A pocos segundos de ella llegó Kimberly García, una atleta cuya trayectoria ya forma parte del patrimonio deportivo del Perú. Su tiempo de 1:34:17 le aseguró la medalla de plata y completó un memorable 1-2 peruano en una prueba de gran exigencia. Kimberly volvió a dejar claro que su jerarquía no es asunto del pasado ni de una medalla ocasional. Su presencia constante en la élite demuestra que lo suyo responde a preparación, convicción y carácter competitivo. Tener a una campeona mundial peleando siempre arriba ya es motivo de orgullo; verla compartir el dominio con otra peruana en un escenario internacional multiplica el valor de la hazaña.

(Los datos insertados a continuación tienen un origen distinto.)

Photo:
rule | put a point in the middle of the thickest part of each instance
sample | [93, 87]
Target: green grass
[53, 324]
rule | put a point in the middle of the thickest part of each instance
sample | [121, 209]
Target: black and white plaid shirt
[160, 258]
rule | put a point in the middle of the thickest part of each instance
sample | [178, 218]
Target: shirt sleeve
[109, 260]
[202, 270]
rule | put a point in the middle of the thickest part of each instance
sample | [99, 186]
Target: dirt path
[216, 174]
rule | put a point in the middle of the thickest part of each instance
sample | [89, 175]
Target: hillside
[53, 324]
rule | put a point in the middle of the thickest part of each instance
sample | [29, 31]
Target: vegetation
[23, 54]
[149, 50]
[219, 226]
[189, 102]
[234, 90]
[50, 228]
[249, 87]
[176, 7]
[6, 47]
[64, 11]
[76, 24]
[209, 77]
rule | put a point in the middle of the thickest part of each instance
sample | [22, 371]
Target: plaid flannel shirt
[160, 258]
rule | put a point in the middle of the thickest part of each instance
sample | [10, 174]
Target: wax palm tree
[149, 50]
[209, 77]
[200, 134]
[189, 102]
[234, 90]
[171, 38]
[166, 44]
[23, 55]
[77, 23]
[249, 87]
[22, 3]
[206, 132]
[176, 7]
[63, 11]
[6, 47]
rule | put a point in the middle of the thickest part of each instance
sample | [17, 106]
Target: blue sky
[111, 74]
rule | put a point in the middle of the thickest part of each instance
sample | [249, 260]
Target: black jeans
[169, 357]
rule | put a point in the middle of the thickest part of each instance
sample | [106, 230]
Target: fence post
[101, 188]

El podio, completado por la mexicana Alejandra Ortega, ayuda a dimensionar la calidad de la competencia. No se trató de una carrera menor ni de un evento irrelevante en el calendario atlético. Dudinská 50 es una prueba reconocida, exigente y respetada, donde destacan marchistas de gran nivel. Por eso, el doble podio peruano adquiere un peso especial: no es un triunfo doméstico ni regional, sino una muestra concreta de competitividad internacional.

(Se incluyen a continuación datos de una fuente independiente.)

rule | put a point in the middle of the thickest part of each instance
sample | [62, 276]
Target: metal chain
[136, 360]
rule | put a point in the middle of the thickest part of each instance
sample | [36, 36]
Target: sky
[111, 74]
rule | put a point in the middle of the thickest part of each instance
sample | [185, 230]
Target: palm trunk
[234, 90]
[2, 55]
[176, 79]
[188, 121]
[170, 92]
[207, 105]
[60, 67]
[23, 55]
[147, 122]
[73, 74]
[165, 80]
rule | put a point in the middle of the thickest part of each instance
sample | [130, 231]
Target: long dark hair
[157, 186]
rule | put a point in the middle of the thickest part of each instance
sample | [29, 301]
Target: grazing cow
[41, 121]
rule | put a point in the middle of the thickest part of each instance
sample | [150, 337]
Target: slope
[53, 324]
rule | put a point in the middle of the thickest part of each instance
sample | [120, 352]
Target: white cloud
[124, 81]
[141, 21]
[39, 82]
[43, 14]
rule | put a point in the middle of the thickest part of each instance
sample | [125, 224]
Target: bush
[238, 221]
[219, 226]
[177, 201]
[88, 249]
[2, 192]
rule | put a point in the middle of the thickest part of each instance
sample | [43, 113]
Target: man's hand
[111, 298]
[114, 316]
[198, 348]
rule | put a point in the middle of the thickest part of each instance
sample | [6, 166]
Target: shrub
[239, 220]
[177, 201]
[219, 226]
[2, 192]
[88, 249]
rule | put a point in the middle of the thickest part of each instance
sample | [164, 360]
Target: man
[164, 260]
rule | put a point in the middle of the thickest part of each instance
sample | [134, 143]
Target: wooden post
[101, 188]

Pero más allá de las marcas y las medallas, esta actuación deja un mensaje más profundo. La marcha atlética se ha convertido en una de las disciplinas donde el Perú ha encontrado continuidad, prestigio y resultados de alta calidad. Mientras en otros ámbitos del deporte nacional abundan las dificultades estructurales, la improvisación o la falta de sostenimiento, en la marcha aparecen atletas que convierten el esfuerzo silencioso en resultados visibles. Allí donde a veces faltan reflectores, sobran disciplina y trabajo serio.

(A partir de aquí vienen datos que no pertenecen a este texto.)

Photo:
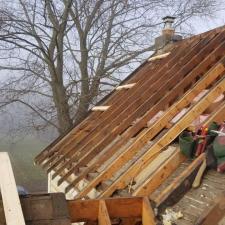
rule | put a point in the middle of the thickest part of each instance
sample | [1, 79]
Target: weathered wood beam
[125, 86]
[167, 168]
[162, 56]
[10, 197]
[148, 217]
[100, 108]
[192, 114]
[215, 72]
[103, 215]
[160, 175]
[214, 214]
[179, 186]
[155, 108]
[129, 105]
[85, 210]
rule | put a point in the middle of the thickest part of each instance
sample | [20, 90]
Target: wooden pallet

Lo conseguido por Evelyn Inga y Kimberly García en Eslovaquia merece ser leído como una victoria deportiva y también como una señal de madurez competitiva. El Perú no estuvo presente solo para participar, sino para dominar. Oro y plata en una competencia de este nivel hablan de talento, sí, pero también de preparación rigurosa y de una mentalidad ganadora. Evelyn rompió un récord nacional y Kimberly ratificó su jerarquía mundial. Juntas dejaron una imagen poderosa: dos peruanas marcando el ritmo, imponiendo condiciones y colocando al país en la cima del podio.

Reflexión final
En tiempos donde muchas veces el país parece acostumbrado a la frustración, historias como esta obligan a mirar hacia otro lado: el de la constancia que sí da frutos. Evelyn Inga y Kimberly García nos recuerdan que el prestigio no se improvisa, se construye paso a paso. Y acaso esa sea la lección más valiosa de esta jornada en Eslovaquia: el Perú avanza cuando sus mejores representantes no esperan el ruido de los discursos, sino que responden con trabajo, carácter y resultados. En la marcha atlética, el país no solo encontró medallas; encontró ejemplo.